Ingestion risk scales with where the inlet sits: the APU intake lives in the lingering fluid mist, so the procedure keeps the APU running bleed-off for 5 minutes (and suggests a bleeds-off takeoff from the APU's standpoint); engine bleeds wait only 1 minute. APU ingestion announces itself as odd smells or smoke warnings.

[!note]- Q6. The five interlocks for taxiing to a de-icing bay — and the principle behind them?

No ground-spoiler arming, no trim movement, no flap-lever movement, no flight-control check, after-start checklist delayed — all until fully deiced. Principle: on a frozen aircraft, touch nothing that moves.

[!note]- Q7. What must be confirmed about the radio altimeters before entering the runway, and why?

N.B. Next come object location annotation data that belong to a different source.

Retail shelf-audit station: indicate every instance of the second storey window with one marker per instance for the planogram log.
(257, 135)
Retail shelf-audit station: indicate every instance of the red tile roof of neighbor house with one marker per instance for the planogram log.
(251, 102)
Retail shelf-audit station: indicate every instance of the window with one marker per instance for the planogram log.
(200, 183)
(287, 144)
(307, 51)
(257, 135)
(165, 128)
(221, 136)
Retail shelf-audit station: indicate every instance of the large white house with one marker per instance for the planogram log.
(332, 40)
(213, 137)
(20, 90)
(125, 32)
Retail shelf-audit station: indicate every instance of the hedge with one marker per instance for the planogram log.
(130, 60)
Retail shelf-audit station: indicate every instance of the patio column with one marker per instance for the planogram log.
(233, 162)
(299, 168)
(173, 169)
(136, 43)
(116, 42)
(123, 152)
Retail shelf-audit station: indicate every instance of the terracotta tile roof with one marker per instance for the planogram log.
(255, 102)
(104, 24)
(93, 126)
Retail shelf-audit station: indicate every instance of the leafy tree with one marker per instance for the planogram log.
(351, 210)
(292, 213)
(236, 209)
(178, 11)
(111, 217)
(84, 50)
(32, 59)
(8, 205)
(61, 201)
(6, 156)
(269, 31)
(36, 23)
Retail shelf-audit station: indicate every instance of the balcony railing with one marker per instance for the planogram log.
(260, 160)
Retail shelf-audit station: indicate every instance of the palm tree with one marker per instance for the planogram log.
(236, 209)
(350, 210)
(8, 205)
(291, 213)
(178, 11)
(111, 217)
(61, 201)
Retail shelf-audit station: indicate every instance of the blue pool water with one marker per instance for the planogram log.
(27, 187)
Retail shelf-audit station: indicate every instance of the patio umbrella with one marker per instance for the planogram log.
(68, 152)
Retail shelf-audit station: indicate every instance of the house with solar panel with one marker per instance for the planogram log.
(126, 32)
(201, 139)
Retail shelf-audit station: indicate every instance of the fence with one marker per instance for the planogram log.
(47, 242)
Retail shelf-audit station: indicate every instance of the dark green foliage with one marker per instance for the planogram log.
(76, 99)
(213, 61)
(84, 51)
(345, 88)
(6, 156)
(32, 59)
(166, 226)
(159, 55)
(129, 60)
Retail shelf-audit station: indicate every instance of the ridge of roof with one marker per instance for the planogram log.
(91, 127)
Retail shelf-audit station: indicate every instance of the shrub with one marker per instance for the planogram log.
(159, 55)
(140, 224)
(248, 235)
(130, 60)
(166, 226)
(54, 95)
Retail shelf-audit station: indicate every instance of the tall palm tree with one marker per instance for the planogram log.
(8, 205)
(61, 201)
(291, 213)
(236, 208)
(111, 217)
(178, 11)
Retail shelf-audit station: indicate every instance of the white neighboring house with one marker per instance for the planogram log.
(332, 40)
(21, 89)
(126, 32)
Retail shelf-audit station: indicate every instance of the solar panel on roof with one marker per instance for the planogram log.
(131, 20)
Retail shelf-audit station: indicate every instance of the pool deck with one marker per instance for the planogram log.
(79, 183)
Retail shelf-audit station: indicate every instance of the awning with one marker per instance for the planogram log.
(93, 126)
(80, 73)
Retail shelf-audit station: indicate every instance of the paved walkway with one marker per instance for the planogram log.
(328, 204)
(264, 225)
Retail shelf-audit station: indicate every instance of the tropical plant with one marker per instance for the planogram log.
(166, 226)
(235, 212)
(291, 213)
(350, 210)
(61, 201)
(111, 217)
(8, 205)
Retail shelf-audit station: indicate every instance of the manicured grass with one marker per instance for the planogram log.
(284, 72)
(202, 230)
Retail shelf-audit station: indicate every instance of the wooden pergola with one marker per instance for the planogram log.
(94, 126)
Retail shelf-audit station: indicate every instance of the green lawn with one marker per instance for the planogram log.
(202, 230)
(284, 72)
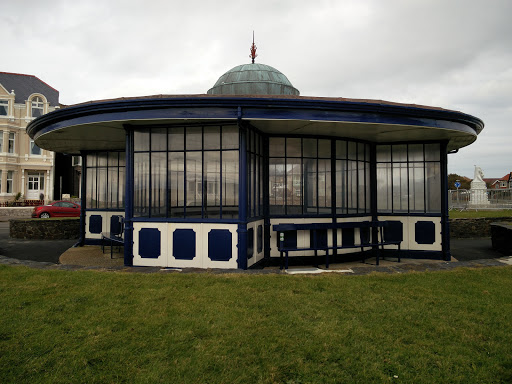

That the PFD shows radio-altimeter values. Fluid on the antennas can blank or corrupt them (ghost callouts may be disregarded on the ground), but GPWS, auto callouts and landing logic all stand on the RA — don't take off with it silent.


Key takeaways

Theme The one thing to remember
Authority The captain decides — to treat, how much, and go/re-protect; the basis is personal inspection
Fluids Type 1 washes, Types 2/3/4 protect; must cling until takeoff, then shear off
The clock HOT runs from the start of application (second fluid in two-step); tables are guidelines, eyes are the referee
Fresh over stale Never — hot de-ice before every new anti-ice layer
Cockpit prep Comms → fluid check → no engine starts → bleeds ×3 off (disregard the scripted alert) → DITCHING ON → idle → "prepared for spraying"
DITCHING Borrowed water-landing seal; forget it ON and the aircraft won't pressurise
After Probe region clear; anti-icing code (type / ratio / start time / clean); +1 min engine bleeds, +5 min APU bleed
Five interlocks Spoilers, trim, flaps, flight-control check, checklist — frozen means hands off
RA ghosts Fluid on antennas fakes callouts; confirm RA values before the runway

References

Captain's responsibility, repeat-anti-icing rule, no-engine-start note, surface-movement and symmetry cautions, local-frost note, bleed/DITCHING sequence with its three notes, probe-area caution, anti-icing code items, negative-delta-P caution, bleed-restoration timing with the APU ingestion note, and the personal-inspection closing law per the FCOM adverse-weather supplementary procedures (airframe de-icing/anti-icing on ground); five de-icing-bay interlocks per the same chapter's after-start section; radio-altimeter behaviour and disregard authority per its contaminated-airports section. Fluid characteristics, one-step/two-step methods, holdover definition and captain's-inspection basis per the FCTM cold-weather chapter; read-and-do philosophy per the FCTM operating-philosophy chapter. Aircraft-acceptance links per the FCOM cockpit-preparation SOP. The raincoat framing, the meltwater-chain narrative and the alarm-clock reading of HOT are integrative syntheses of the referenced material.

Independent study material, not an Airbus publication and not endorsed by the manufacturer. Always defer to the current operator FCOM, FCTM, and QRH for operational use.